Algérie

L’Algérie au centre des accords pétroliers majeurs d’août 2026

L’Algérie se positionne comme un acteur clé sur le marché pétrolier international, notamment grâce à deux accords stratégiques signés avec le Niger au mois d’août 2026. Ces accords, qui concernent l’exportation de carburant d’aviation ainsi que la commercialisation conjointe du pétrole brut nigérien d’Agadem (Meleck), ont été mis en avant dans le rapport mensuel de la plateforme spécialisée Attaqa, qui suit les principales transactions énergétiques dans la région.

La compagnie nationale Sonatrach a récemment débuté l’envoi de ses premières cargaisons de carburant aviation de type « Jet A1 » vers le Niger, en provenance de la raffinerie d’Adrar. Ce projet s’inscrit dans le cadre d’un contrat d’achat-vente établi avec la Société nationale nigérienne du pétrole (Sonidep), tout en lançant la commercialisation conjointe du brut nigérien.

Le premier chargement de carburant a été expédié le 14 août 2026, marquant ainsi le début d’une collaboration renforcée entre Alger et Niamey. Ce partenariat a pour objectif de répondre aux besoins croissants du marché nigérien en matière de carburant pour l’aviation. Le rapport d’Attaqa souligne que cette initiative témoigne de la volonté de Sonatrach d’accroître la présence de ses produits raffinés dans la région du Sahel et de favoriser la coopération avec les entreprises pétrolières africaines.

En parallèle, Sonatrach et Sonidep ont également effectué le chargement de la première cargaison de pétrole brut nigérien depuis le terminal pétrolier de Sèmè, situé au Bénin. Ce jalon marque le début d’une commercialisation conjointe, visant à tirer parti de l’expertise des deux entités dans le négoce et à ouvrir de nouveaux canaux de distribution dans la région.
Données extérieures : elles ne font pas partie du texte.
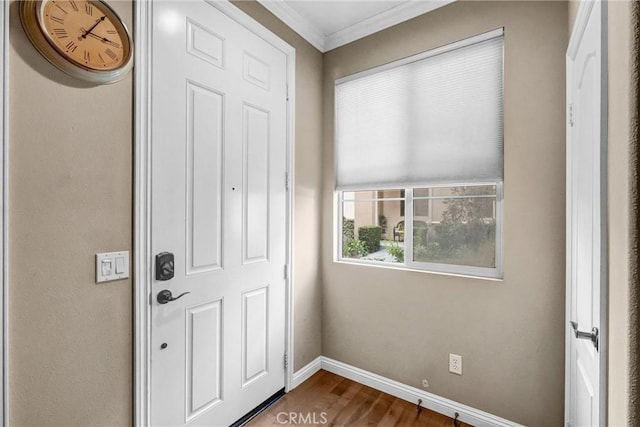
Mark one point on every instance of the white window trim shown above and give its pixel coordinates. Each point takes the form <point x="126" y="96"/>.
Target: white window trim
<point x="426" y="267"/>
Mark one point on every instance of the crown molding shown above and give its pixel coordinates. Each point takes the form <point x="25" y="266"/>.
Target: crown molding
<point x="296" y="22"/>
<point x="388" y="18"/>
<point x="325" y="42"/>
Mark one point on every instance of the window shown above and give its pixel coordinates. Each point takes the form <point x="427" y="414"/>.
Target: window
<point x="419" y="160"/>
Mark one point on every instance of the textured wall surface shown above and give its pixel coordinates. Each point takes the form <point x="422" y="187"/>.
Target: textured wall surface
<point x="71" y="190"/>
<point x="403" y="325"/>
<point x="70" y="168"/>
<point x="622" y="263"/>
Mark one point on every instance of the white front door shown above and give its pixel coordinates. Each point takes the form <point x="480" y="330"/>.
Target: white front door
<point x="219" y="205"/>
<point x="586" y="216"/>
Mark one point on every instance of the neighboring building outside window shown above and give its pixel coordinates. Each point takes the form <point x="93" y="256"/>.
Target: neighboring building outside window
<point x="419" y="161"/>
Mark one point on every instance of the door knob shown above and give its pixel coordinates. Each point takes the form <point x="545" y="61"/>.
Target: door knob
<point x="581" y="335"/>
<point x="164" y="266"/>
<point x="165" y="296"/>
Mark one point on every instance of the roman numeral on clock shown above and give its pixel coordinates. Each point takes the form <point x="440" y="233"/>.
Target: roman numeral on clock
<point x="110" y="54"/>
<point x="61" y="33"/>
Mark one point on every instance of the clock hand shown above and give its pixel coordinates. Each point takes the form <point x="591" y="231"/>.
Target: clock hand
<point x="84" y="35"/>
<point x="104" y="40"/>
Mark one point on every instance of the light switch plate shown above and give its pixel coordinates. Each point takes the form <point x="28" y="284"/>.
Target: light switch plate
<point x="112" y="266"/>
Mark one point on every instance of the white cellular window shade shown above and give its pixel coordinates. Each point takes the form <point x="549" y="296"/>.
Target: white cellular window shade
<point x="435" y="118"/>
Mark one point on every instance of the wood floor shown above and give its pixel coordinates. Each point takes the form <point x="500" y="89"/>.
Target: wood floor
<point x="327" y="399"/>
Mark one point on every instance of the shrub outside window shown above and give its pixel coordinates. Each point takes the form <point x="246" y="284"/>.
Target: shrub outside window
<point x="455" y="229"/>
<point x="420" y="160"/>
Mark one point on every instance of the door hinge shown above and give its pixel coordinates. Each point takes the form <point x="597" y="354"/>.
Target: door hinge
<point x="571" y="115"/>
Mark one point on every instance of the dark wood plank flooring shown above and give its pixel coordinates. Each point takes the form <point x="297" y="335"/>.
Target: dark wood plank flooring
<point x="327" y="399"/>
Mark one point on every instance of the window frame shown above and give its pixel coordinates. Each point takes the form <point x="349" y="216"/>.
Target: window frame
<point x="409" y="264"/>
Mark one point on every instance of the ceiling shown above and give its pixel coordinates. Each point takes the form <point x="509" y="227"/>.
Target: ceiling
<point x="328" y="24"/>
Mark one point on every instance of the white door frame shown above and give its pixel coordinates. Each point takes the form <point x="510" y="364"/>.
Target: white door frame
<point x="584" y="11"/>
<point x="142" y="195"/>
<point x="4" y="223"/>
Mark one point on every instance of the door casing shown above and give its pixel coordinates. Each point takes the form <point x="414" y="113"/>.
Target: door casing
<point x="143" y="263"/>
<point x="584" y="12"/>
<point x="4" y="212"/>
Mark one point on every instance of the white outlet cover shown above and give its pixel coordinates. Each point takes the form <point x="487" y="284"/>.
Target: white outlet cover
<point x="455" y="364"/>
<point x="112" y="266"/>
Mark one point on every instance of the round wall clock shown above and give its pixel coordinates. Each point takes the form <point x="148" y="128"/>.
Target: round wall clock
<point x="84" y="38"/>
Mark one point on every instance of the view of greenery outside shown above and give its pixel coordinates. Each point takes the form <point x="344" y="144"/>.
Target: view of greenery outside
<point x="451" y="225"/>
<point x="466" y="235"/>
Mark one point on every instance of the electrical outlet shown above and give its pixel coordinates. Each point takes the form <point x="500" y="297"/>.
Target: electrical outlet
<point x="455" y="364"/>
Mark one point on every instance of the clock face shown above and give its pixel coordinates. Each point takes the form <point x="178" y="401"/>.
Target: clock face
<point x="85" y="32"/>
<point x="84" y="38"/>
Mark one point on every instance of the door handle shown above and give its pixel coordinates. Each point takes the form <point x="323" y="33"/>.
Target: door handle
<point x="165" y="296"/>
<point x="164" y="266"/>
<point x="581" y="335"/>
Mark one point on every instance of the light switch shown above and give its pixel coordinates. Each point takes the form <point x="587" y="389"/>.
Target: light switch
<point x="106" y="267"/>
<point x="112" y="266"/>
<point x="119" y="265"/>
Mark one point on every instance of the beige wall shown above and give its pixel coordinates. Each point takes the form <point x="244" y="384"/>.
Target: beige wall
<point x="70" y="340"/>
<point x="70" y="163"/>
<point x="403" y="325"/>
<point x="620" y="107"/>
<point x="619" y="199"/>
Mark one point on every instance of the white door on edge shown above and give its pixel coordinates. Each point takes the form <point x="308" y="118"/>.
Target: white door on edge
<point x="219" y="205"/>
<point x="586" y="262"/>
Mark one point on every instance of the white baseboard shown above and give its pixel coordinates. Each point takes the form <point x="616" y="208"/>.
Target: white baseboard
<point x="430" y="401"/>
<point x="306" y="372"/>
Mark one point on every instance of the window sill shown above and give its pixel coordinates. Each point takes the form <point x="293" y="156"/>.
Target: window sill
<point x="402" y="267"/>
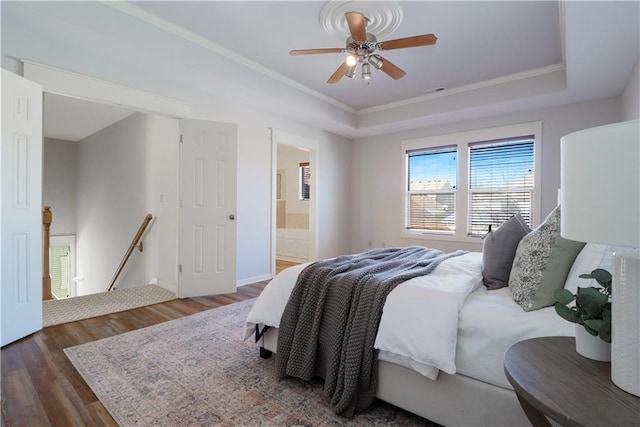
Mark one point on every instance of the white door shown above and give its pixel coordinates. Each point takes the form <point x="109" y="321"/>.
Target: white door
<point x="20" y="208"/>
<point x="208" y="208"/>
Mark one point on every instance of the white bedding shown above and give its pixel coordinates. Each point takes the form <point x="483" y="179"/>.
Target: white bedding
<point x="443" y="321"/>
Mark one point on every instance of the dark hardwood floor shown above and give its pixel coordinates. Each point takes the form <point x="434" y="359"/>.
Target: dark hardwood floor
<point x="40" y="387"/>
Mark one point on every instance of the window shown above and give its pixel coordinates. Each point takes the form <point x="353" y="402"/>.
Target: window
<point x="305" y="178"/>
<point x="432" y="189"/>
<point x="500" y="182"/>
<point x="459" y="186"/>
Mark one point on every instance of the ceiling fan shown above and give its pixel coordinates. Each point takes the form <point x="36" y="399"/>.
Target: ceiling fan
<point x="361" y="48"/>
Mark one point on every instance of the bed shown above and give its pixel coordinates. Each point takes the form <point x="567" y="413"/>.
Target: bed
<point x="463" y="382"/>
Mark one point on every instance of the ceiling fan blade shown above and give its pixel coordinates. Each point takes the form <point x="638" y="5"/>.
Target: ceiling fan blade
<point x="423" y="40"/>
<point x="315" y="51"/>
<point x="356" y="25"/>
<point x="337" y="75"/>
<point x="391" y="69"/>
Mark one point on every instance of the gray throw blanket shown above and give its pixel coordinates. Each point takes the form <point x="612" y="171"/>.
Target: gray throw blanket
<point x="331" y="320"/>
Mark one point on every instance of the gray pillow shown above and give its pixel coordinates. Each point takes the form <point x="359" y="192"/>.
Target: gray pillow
<point x="499" y="249"/>
<point x="541" y="265"/>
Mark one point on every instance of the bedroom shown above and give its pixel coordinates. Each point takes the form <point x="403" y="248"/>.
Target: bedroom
<point x="343" y="157"/>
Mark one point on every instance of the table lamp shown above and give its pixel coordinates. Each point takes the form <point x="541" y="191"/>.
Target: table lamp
<point x="600" y="198"/>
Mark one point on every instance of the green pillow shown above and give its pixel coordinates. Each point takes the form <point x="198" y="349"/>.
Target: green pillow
<point x="541" y="264"/>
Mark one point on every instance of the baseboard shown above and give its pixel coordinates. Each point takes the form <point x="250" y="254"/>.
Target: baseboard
<point x="291" y="259"/>
<point x="255" y="279"/>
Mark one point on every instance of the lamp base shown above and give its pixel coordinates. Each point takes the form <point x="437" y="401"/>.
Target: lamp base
<point x="625" y="321"/>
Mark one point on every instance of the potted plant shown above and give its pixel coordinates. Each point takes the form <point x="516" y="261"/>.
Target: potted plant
<point x="591" y="313"/>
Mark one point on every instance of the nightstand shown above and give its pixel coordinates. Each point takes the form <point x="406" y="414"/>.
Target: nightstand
<point x="552" y="380"/>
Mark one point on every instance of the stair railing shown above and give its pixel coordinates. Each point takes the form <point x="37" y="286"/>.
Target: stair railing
<point x="47" y="218"/>
<point x="135" y="243"/>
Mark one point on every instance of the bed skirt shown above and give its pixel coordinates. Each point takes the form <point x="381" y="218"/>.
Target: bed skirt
<point x="452" y="400"/>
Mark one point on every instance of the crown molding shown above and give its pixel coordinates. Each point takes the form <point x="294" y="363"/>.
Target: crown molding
<point x="203" y="42"/>
<point x="550" y="69"/>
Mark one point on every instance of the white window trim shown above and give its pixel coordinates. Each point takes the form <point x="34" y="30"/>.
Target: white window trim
<point x="462" y="140"/>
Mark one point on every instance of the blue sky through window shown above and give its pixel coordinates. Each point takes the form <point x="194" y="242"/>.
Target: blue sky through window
<point x="436" y="166"/>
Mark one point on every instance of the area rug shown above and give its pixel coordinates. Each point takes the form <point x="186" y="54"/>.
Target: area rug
<point x="197" y="371"/>
<point x="55" y="312"/>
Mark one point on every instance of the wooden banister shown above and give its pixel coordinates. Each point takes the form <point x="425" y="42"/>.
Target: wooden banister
<point x="47" y="218"/>
<point x="135" y="243"/>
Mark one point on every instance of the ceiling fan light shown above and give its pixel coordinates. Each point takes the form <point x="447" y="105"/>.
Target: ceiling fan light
<point x="351" y="71"/>
<point x="376" y="61"/>
<point x="351" y="60"/>
<point x="366" y="72"/>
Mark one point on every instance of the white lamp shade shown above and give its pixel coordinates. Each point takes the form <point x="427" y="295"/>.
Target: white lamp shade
<point x="600" y="182"/>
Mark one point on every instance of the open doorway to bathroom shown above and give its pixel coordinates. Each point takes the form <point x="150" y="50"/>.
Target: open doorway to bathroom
<point x="295" y="200"/>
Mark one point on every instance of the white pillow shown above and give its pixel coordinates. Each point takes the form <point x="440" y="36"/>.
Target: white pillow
<point x="592" y="256"/>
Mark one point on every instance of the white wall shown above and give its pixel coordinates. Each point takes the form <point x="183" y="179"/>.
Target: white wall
<point x="59" y="184"/>
<point x="255" y="186"/>
<point x="162" y="187"/>
<point x="631" y="95"/>
<point x="121" y="173"/>
<point x="376" y="214"/>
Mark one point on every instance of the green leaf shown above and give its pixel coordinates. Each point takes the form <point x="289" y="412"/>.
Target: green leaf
<point x="567" y="313"/>
<point x="591" y="301"/>
<point x="592" y="331"/>
<point x="602" y="276"/>
<point x="594" y="324"/>
<point x="563" y="296"/>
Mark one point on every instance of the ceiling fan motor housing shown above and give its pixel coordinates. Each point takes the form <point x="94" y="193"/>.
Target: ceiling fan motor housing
<point x="362" y="46"/>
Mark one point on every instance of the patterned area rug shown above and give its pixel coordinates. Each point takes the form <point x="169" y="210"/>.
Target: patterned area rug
<point x="55" y="312"/>
<point x="197" y="371"/>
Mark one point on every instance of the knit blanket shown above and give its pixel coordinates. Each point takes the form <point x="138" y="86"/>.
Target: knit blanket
<point x="331" y="319"/>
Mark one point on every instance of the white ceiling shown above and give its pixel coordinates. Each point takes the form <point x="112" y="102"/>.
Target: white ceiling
<point x="492" y="57"/>
<point x="72" y="119"/>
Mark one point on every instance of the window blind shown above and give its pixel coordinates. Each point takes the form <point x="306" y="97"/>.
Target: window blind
<point x="501" y="182"/>
<point x="431" y="187"/>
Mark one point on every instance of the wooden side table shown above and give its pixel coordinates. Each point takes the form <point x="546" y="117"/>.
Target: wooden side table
<point x="552" y="380"/>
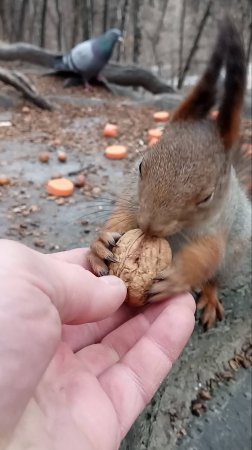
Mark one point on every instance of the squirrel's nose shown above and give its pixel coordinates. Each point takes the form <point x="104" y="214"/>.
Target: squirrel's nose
<point x="148" y="228"/>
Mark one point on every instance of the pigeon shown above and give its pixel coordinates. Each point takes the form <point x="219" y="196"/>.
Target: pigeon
<point x="88" y="58"/>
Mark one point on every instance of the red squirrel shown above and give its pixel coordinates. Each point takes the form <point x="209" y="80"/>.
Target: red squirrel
<point x="186" y="188"/>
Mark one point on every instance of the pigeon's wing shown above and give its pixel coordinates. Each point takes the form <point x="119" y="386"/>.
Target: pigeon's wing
<point x="80" y="58"/>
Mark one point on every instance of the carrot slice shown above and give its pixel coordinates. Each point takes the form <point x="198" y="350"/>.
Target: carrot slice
<point x="214" y="114"/>
<point x="153" y="141"/>
<point x="161" y="116"/>
<point x="116" y="152"/>
<point x="110" y="130"/>
<point x="60" y="187"/>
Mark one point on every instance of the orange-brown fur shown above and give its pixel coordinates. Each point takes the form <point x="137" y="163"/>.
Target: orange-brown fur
<point x="187" y="189"/>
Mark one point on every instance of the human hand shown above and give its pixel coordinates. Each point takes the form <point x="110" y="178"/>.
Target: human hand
<point x="66" y="382"/>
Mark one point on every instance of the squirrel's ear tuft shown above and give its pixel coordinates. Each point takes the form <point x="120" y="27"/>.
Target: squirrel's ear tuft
<point x="229" y="117"/>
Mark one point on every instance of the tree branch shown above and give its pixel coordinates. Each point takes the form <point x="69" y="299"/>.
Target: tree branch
<point x="128" y="75"/>
<point x="20" y="82"/>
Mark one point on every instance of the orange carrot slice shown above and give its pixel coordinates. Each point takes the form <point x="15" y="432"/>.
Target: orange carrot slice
<point x="110" y="130"/>
<point x="214" y="114"/>
<point x="60" y="187"/>
<point x="116" y="152"/>
<point x="161" y="116"/>
<point x="153" y="141"/>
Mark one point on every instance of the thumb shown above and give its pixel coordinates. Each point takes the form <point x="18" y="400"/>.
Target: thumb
<point x="81" y="297"/>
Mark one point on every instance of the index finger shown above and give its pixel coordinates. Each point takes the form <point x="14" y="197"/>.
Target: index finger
<point x="74" y="256"/>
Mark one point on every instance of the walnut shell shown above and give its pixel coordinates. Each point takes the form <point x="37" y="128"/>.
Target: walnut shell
<point x="140" y="258"/>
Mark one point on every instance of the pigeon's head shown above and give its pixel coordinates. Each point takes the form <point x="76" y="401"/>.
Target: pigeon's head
<point x="114" y="35"/>
<point x="105" y="43"/>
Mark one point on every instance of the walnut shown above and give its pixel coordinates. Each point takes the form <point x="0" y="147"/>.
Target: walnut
<point x="140" y="259"/>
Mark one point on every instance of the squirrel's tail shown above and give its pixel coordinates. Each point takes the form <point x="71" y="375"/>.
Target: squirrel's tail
<point x="228" y="53"/>
<point x="235" y="84"/>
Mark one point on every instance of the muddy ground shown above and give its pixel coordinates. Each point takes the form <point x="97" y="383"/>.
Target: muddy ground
<point x="49" y="224"/>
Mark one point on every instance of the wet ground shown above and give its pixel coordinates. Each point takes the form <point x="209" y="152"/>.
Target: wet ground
<point x="29" y="214"/>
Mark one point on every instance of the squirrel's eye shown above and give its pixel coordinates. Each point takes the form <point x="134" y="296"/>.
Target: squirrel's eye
<point x="206" y="200"/>
<point x="140" y="169"/>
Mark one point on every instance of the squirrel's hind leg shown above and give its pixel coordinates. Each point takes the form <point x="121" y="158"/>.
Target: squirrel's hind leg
<point x="210" y="304"/>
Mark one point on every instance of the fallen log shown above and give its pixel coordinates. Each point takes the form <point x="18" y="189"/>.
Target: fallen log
<point x="124" y="75"/>
<point x="20" y="82"/>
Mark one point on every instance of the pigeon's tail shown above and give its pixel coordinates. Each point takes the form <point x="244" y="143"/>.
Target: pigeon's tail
<point x="59" y="63"/>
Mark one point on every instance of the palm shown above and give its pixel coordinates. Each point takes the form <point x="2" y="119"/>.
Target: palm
<point x="93" y="396"/>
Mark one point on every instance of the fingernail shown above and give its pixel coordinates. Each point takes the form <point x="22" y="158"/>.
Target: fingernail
<point x="112" y="280"/>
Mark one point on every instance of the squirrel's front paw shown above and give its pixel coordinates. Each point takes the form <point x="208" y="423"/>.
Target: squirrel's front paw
<point x="100" y="252"/>
<point x="168" y="283"/>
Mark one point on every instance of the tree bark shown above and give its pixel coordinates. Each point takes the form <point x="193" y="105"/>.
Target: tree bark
<point x="248" y="55"/>
<point x="195" y="44"/>
<point x="137" y="30"/>
<point x="59" y="24"/>
<point x="43" y="23"/>
<point x="105" y="15"/>
<point x="23" y="10"/>
<point x="122" y="26"/>
<point x="128" y="75"/>
<point x="181" y="38"/>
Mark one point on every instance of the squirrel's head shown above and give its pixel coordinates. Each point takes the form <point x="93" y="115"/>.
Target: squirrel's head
<point x="184" y="178"/>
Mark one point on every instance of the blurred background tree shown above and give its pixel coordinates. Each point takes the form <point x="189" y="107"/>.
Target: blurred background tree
<point x="173" y="37"/>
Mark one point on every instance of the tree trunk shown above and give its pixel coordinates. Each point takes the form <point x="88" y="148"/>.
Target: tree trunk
<point x="43" y="23"/>
<point x="181" y="38"/>
<point x="75" y="26"/>
<point x="59" y="24"/>
<point x="248" y="55"/>
<point x="137" y="30"/>
<point x="105" y="16"/>
<point x="23" y="10"/>
<point x="195" y="44"/>
<point x="122" y="26"/>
Selon le rapport, ces accords représentent une évolution significative d’une relation bilatérale traditionnelle vers un partenariat opérationnel centré sur le brut et les produits raffinés.

Cette dynamique s’inscrit dans un contexte où Niamey cherche à développer son potentiel pétrolier, tandis qu’Alger souhaite renforcer son empreinte commerciale dans la région du Sahel.

Dans un cadre régional plus large, l’Arabie saoudite se distingue par sa domination sur les plus gros contrats pétroliers d’août, avec des accords signés par le géant Aramco, dépassant une valeur potentielle de 3,7 milliards de dollars. Ce mois-ci, la vente exceptionnelle de 10 millions de barils de brut à des raffineurs chinois a également été remarquée.

Le rapport met en lumière une dynamique régionale soutenue, englobant des activités allant des équipements de forage à la vente de cargaisons de brut, en passant par des contrats de partage de production et des études sismiques. En Libye, la National Oil Corporation (NOC) a conclu un accord de partage de production avec l’américain Chevron, visant à relancer les investissements et la production dans la zone 106 du bassin de Syrte, qui recèle environ 100 millions de barils équivalent pétrole de réserves 2P.

De son côté, l’Égypte voit le saoudien Ardisis obtenir un projet d’imagerie sismique dans le désert Occidental, près de la frontière libyenne, dans le but de fournir des données géophysiques récentes pour soutenir la prospection. Ce programme couvre près de 110 000 km², soit 11 % du territoire égyptien, et s’inscrit dans la stratégie du Caire pour enrichir son domaine minier et proposer de nouveaux blocs à l’exploration.

Cette vague de transactions témoigne de l’effervescence du secteur pétrolier au Moyen-Orient et en Afrique du Nord, tandis que l’Algérie, au milieu de cette compétition régionale, se distingue en renforçant sa coopération énergétique avec le Niger.